The Hall comprises a Committee Room linked to a large hall with easy access ramps at the entrances and exits.
Caretaker & Bookings Enquiries: Jane Wood Tel: 07578 609336 Email: firstname.lastname@example.org
(Lettings are subject to a written contract and deposits)
Hall Address: 36 Hill Road, Ingoldisthorpe. PE31 6NZ.
It is managed for the benefit of the community by the Church Hall Committee, a small group of volunteers. We are always looking for people with ideas and skills. Please register your interest with Becky Allen.
Please note, there is a kitchen but no cooking or refrigeration facilities.
In addition to the usual toilet facilities, there is a restricted mobility toilet room which also contains a baby changing platform.
The maximum number of people that can be accommodated for an event is 99. However, reduced numbers and additional supervision will be appropriate where people with restricted mobility or children are involved.
Weekly activities include exercise classes, crafts, coffee mornings, WI meetings, childrens’ parties and charity events.
Fundraising the improve the Hall
Vehicular access was widened and block paving was laid over the front area of the car park to aid those with wheelchairs, mobility scooters and pushchairs to access the entrances.
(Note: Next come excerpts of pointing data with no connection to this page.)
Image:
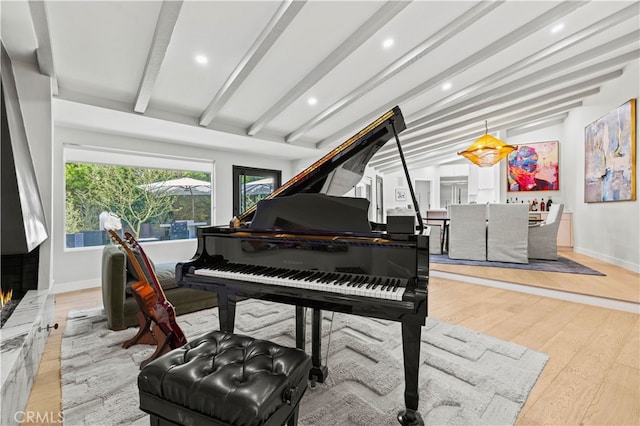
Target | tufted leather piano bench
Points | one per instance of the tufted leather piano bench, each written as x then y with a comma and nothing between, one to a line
225,379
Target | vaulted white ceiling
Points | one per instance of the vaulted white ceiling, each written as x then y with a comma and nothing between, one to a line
266,59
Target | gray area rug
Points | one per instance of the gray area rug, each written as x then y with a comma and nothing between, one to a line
466,378
561,265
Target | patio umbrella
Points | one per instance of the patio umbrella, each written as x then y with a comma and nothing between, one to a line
180,186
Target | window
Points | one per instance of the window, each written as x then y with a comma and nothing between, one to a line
252,185
152,204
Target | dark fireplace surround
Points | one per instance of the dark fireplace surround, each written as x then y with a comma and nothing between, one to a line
22,220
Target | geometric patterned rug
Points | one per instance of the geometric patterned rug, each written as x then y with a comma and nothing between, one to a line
465,377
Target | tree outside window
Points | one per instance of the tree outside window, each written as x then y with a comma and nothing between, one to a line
145,201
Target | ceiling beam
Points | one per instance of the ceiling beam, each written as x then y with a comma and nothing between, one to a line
445,154
382,16
418,142
429,143
467,136
44,52
445,33
513,37
606,48
267,38
513,96
165,26
541,55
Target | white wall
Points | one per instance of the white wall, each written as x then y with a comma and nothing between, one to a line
607,231
80,268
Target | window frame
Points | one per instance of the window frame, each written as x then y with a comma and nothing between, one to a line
239,171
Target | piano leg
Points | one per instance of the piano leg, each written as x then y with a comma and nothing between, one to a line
318,371
226,310
411,351
301,327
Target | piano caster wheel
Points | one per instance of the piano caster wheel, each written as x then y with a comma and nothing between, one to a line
410,418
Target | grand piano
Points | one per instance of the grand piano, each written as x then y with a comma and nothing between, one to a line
309,246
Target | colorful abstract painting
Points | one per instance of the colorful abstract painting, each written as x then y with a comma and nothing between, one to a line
533,167
610,156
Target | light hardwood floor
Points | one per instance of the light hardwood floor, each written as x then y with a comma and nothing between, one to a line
593,373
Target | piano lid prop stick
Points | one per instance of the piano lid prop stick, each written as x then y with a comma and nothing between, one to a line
406,174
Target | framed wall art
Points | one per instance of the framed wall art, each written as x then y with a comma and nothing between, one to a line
401,194
610,156
533,167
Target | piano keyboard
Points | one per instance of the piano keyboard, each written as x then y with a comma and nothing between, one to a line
335,282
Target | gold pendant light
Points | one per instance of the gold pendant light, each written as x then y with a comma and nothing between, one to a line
487,150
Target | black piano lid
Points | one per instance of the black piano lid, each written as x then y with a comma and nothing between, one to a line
342,168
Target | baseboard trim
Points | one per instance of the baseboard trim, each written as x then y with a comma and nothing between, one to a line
602,302
633,267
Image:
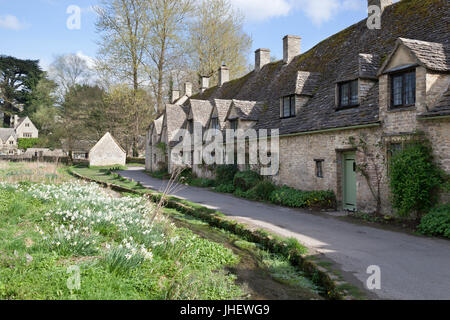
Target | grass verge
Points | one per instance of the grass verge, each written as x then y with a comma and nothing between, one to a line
289,249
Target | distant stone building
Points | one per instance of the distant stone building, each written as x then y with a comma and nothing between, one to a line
385,84
21,128
107,152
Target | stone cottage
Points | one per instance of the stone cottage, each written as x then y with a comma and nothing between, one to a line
21,128
107,152
383,85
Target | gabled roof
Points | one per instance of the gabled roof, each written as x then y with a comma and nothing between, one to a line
6,133
106,137
223,107
158,123
414,19
248,110
432,55
201,111
301,83
442,107
175,119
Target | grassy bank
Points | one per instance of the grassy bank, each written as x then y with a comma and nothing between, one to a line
289,249
121,248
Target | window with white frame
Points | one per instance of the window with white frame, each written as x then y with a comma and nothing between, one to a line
288,106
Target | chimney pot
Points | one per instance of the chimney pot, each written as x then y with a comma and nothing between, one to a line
204,83
262,57
175,95
224,75
382,4
188,89
291,48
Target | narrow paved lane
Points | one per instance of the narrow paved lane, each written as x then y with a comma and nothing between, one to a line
412,267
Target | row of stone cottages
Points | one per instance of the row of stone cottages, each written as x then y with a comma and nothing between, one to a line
385,85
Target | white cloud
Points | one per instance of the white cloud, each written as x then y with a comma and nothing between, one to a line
89,60
11,22
319,11
257,10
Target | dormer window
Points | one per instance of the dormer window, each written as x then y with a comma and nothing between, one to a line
288,106
215,123
233,124
191,126
403,89
348,94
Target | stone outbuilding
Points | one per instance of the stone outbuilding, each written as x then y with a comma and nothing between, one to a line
107,152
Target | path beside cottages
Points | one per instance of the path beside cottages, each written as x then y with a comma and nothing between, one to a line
412,267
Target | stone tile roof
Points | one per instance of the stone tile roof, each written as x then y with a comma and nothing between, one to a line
442,108
159,124
302,83
5,133
201,111
355,51
434,56
222,106
175,119
248,110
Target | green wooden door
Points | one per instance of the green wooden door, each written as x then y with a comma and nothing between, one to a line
349,182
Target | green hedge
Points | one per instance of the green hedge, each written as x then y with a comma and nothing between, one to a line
437,222
290,197
203,183
246,180
225,173
225,188
414,179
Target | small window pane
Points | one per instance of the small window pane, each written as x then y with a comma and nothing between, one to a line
410,88
319,168
354,93
215,123
397,88
345,99
286,107
292,106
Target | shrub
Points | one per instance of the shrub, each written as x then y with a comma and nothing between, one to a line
203,183
250,194
186,176
119,260
246,180
225,173
437,222
303,199
414,178
27,143
264,189
225,188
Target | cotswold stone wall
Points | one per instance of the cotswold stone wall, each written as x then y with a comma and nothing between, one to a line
107,153
298,166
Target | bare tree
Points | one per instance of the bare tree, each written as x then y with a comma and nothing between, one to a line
166,20
125,35
216,36
69,70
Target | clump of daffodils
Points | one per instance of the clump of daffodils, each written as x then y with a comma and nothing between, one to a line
84,212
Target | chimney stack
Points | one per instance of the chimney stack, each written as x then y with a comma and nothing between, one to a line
382,4
188,89
15,121
224,75
175,95
262,57
204,83
291,48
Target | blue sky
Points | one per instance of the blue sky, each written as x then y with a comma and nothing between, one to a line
36,29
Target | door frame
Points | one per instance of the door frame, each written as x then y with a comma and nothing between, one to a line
346,155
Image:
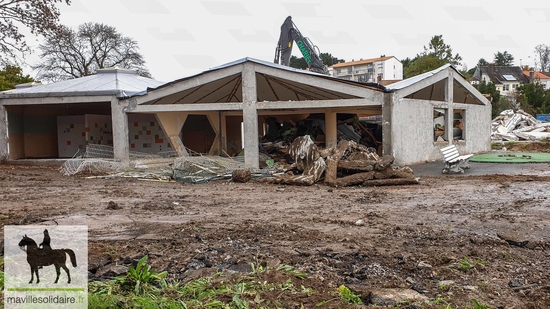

Hand rails were installed to the main and committee room entrances.
The work has been made possible thanks to generous grants from the East Coast Community Fund and the Borough Council of King's Lynn and West Norfolk's Small Grants Scheme.
The Hall Committee has turned its attention to funding the interior redecoration of the hall further to the installation of new blinds, funded by the generous legacy left by Mrs Mary Mitchell.
Look out for updates on the village's Facebook page, about upcoming fundraising events.
Ingoldisthorpe Church Hall was built in 1910 funded by Mrs Eleanor Coates Tylden in memory of her brother the Rev. Dr. James Bellamy,
The Hall has had a variety of uses over the years: school gymnasium, working men's club, and the location for whist drives alongside the more common uses such as play groups, youth clubs and village Christmas parties.